Ankara bombing: Dozens detained in raids across Turkey
At least 79 people have been detained in a series of anti-terror raids across Turkey on 14 March, reports say. The countrywide crackdown follows a day after a car bomb in the capital Ankara killed 37 people and wounded more than 120.
Turkey's Anadolu news agency reported that several members suspected of having links to the Kurdistan Workers' Party (PKK) were arrested in Istanbul and the southern province of Adana. Nine minors were among those detained by police while several weapons were seized.
No group has claimed responsibility for the Ankara bombing, but Turkish Prime Minister Ahmet Davutoglu said early evidence "almost certainly" pointed to the PKK. Turkish fighter jets carried out air strikes on Kurdish rebel positions in northern Iraq on 14 March.
'Terrorist sympathisers'
The PKK has been waging a guerrilla war against the Turkish state since 1984 to secure greater autonomy for the Kurdish people residing within its borders. Around 40,000 people have been killed in the bloody conflict.
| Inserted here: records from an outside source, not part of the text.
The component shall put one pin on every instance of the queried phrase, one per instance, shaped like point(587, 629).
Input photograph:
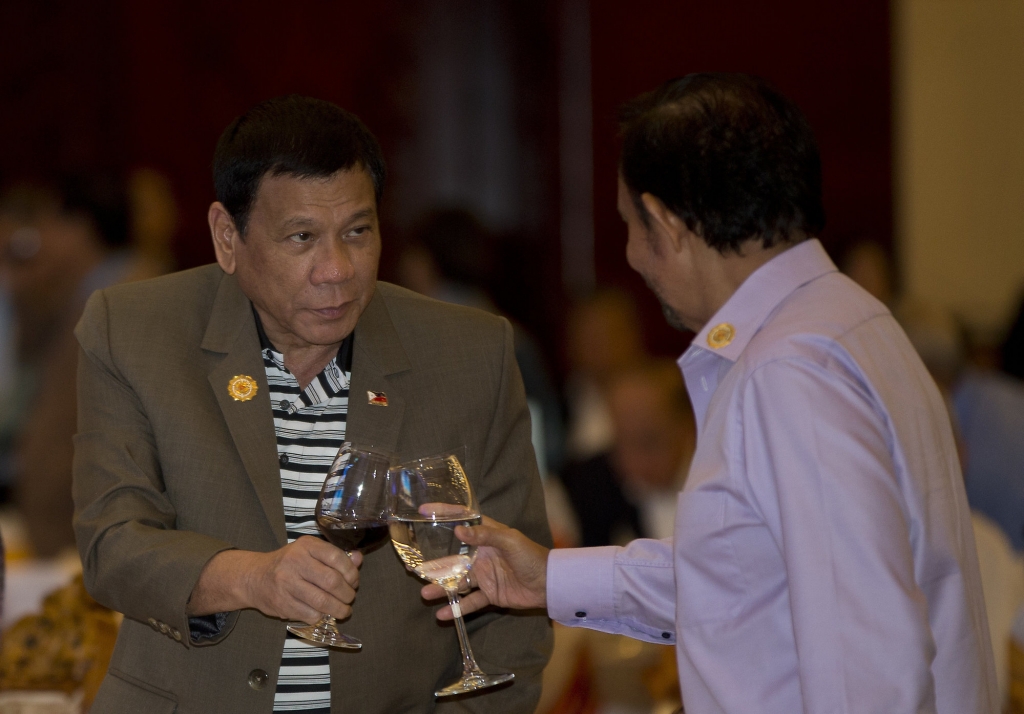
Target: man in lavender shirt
point(822, 558)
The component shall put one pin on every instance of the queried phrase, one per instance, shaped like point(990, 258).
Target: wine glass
point(428, 498)
point(351, 513)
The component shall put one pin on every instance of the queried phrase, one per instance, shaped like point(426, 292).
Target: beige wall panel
point(958, 83)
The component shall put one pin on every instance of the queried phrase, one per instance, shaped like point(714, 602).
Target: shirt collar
point(743, 313)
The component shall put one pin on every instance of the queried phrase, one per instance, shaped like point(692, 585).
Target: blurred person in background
point(60, 242)
point(631, 491)
point(987, 411)
point(603, 339)
point(154, 217)
point(450, 258)
point(987, 407)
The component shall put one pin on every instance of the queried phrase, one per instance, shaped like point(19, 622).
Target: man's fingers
point(493, 534)
point(347, 565)
point(310, 601)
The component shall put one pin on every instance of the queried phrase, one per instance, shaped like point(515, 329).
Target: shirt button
point(258, 678)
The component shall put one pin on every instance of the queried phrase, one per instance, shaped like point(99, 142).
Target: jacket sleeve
point(510, 492)
point(134, 559)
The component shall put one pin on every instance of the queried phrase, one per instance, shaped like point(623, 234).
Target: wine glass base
point(472, 682)
point(318, 635)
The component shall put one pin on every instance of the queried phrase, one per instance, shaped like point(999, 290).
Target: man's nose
point(333, 264)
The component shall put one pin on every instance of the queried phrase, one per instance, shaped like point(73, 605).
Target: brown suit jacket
point(170, 470)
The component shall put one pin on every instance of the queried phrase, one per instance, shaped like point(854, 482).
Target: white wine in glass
point(428, 499)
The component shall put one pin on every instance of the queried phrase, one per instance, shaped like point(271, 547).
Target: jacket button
point(258, 678)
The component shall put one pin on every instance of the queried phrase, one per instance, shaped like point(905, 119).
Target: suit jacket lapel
point(378, 353)
point(231, 332)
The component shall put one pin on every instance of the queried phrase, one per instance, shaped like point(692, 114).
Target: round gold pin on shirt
point(720, 336)
point(242, 387)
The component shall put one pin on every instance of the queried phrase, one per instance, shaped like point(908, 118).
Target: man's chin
point(326, 332)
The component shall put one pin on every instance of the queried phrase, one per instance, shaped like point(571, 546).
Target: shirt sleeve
point(818, 461)
point(628, 591)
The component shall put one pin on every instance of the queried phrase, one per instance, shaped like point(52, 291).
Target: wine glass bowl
point(428, 499)
point(351, 513)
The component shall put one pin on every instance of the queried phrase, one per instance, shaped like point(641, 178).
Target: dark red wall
point(832, 57)
point(154, 83)
point(132, 83)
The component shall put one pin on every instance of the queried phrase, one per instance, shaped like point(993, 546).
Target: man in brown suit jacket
point(178, 498)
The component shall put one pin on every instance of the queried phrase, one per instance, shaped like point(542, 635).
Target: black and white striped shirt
point(310, 427)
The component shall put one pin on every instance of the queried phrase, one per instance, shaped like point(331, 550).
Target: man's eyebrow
point(298, 222)
point(359, 215)
point(305, 221)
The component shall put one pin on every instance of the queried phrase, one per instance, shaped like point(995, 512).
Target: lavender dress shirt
point(823, 558)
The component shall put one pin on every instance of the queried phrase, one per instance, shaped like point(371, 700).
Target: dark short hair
point(295, 135)
point(729, 155)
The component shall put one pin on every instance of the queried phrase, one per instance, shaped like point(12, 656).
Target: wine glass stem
point(469, 666)
point(328, 624)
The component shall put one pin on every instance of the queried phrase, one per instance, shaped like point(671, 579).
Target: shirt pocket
point(709, 580)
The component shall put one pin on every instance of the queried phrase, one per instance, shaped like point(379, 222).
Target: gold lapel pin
point(242, 387)
point(721, 335)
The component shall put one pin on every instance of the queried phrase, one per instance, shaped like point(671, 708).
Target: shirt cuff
point(581, 584)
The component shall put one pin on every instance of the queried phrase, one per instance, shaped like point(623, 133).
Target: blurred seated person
point(630, 492)
point(154, 218)
point(604, 338)
point(449, 258)
point(987, 411)
point(987, 407)
point(59, 243)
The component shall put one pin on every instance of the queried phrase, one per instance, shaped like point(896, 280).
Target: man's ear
point(225, 236)
point(664, 220)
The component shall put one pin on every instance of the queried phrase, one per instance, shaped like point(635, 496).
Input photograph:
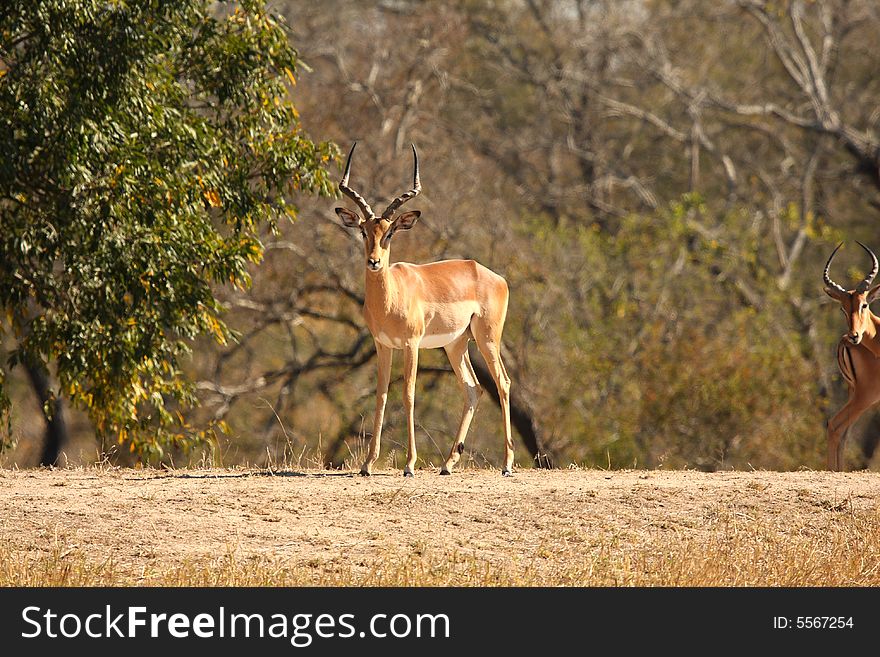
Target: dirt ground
point(545, 522)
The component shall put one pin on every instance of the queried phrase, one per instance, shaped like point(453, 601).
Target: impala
point(411, 307)
point(858, 354)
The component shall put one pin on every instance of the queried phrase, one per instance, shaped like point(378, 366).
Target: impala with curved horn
point(858, 354)
point(411, 307)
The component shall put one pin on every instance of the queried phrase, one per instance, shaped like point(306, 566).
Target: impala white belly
point(440, 339)
point(387, 341)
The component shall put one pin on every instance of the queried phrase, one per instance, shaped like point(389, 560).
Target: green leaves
point(145, 143)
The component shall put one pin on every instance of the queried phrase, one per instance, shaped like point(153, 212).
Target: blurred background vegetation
point(660, 181)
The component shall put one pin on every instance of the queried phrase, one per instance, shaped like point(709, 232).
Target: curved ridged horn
point(826, 277)
point(403, 198)
point(866, 283)
point(348, 191)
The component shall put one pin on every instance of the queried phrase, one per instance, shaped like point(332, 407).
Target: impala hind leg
point(464, 371)
point(488, 339)
point(838, 428)
point(384, 363)
point(410, 368)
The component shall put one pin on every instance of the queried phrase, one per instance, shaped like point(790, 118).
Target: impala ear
point(407, 220)
point(836, 294)
point(349, 218)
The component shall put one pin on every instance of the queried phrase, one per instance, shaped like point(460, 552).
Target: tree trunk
point(56, 426)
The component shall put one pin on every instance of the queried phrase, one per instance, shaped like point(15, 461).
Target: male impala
point(858, 354)
point(412, 307)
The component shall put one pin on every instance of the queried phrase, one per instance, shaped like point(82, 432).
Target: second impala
point(441, 304)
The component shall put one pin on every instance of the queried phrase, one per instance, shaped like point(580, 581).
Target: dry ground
point(579, 527)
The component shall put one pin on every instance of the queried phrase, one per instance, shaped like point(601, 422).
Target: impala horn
point(348, 191)
point(826, 277)
point(412, 193)
point(866, 283)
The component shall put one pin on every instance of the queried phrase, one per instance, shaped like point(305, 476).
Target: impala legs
point(839, 425)
point(410, 368)
point(464, 371)
point(489, 343)
point(384, 360)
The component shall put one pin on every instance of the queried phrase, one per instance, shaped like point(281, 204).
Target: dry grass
point(568, 528)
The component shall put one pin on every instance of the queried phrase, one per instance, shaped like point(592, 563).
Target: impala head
point(854, 303)
point(378, 231)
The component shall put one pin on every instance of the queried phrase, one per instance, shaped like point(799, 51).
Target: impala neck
point(379, 289)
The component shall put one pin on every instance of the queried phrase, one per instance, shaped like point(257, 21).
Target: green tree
point(145, 144)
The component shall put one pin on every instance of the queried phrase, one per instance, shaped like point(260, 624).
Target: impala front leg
point(384, 359)
point(410, 367)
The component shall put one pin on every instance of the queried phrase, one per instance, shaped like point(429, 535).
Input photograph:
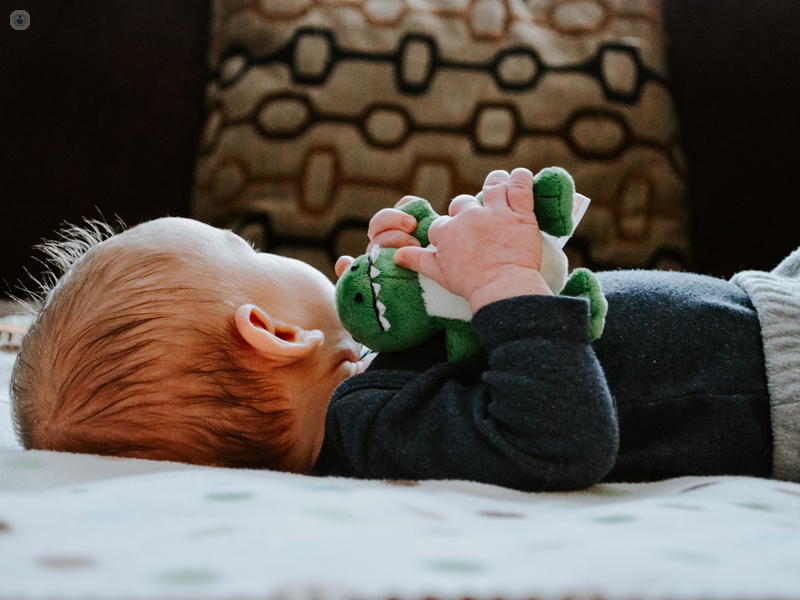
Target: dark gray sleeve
point(536, 415)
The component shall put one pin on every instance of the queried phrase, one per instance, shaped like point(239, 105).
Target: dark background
point(101, 108)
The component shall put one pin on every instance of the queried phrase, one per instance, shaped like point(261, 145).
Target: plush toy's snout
point(380, 303)
point(389, 308)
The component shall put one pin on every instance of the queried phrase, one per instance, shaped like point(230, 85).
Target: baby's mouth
point(377, 305)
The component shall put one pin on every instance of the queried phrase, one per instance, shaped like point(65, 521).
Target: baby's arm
point(488, 252)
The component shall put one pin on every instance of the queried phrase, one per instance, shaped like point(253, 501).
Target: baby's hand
point(485, 253)
point(389, 228)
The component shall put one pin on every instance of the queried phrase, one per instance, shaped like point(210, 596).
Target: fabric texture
point(323, 112)
point(680, 358)
point(776, 296)
point(76, 526)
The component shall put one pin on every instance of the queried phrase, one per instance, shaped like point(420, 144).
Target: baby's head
point(175, 340)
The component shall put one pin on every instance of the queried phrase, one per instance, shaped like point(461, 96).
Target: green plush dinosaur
point(389, 308)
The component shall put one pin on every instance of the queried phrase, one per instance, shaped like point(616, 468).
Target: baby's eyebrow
point(237, 238)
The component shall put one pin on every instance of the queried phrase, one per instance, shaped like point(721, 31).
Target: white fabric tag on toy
point(579, 206)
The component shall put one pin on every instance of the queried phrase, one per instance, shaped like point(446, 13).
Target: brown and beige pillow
point(322, 112)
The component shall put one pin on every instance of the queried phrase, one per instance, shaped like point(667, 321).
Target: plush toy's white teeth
point(380, 308)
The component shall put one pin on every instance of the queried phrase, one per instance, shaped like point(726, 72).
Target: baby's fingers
point(421, 260)
point(520, 191)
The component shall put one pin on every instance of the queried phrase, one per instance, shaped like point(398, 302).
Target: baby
point(177, 341)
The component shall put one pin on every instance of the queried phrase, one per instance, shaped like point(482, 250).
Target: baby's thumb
point(421, 260)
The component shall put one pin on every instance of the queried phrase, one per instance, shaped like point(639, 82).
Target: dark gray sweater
point(675, 386)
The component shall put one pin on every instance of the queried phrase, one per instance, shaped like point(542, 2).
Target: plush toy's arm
point(553, 189)
point(421, 210)
point(582, 282)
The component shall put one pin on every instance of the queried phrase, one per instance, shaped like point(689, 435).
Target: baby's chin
point(361, 365)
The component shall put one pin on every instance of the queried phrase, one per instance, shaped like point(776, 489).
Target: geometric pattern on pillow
point(322, 112)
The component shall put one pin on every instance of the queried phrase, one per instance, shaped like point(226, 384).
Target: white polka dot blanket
point(77, 526)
Turkey's deputy prime minister Numan Kurtulmus said a female suicide bomber and a male accomplice were likely behind the bomb attack in Ankara on 13 March. "At this point in the investigation, the network of the woman who has definitively been identified as the suicide bomber, has been uncovered and is continuing to be uncovered," he was quoted as saying by CNN.
Meanwhile, Turkish President Recep Tayyip Erdogan said it was necessary to widen the definition of terrorists to include its supporters as well. "It's not only the person who pulls the trigger, but those who made that possible who should also be defined as terrorists, regardless of their title," he was reported as saying by the Reuters agency. Erdogan added that it could be a journalist, a lawmaker or an activist.
Turkey has been conducting air strikes against Kurdish forces in Syria and Iraq since July last year, after a suicide bomb attack in Suruc, southern Turkey, killed 33 people. Kurdish fighters have been combating Islamic State (Isis) in both countries, but Ankara considers them a terrorist group and blames them for a number of attacks on Turkish soil.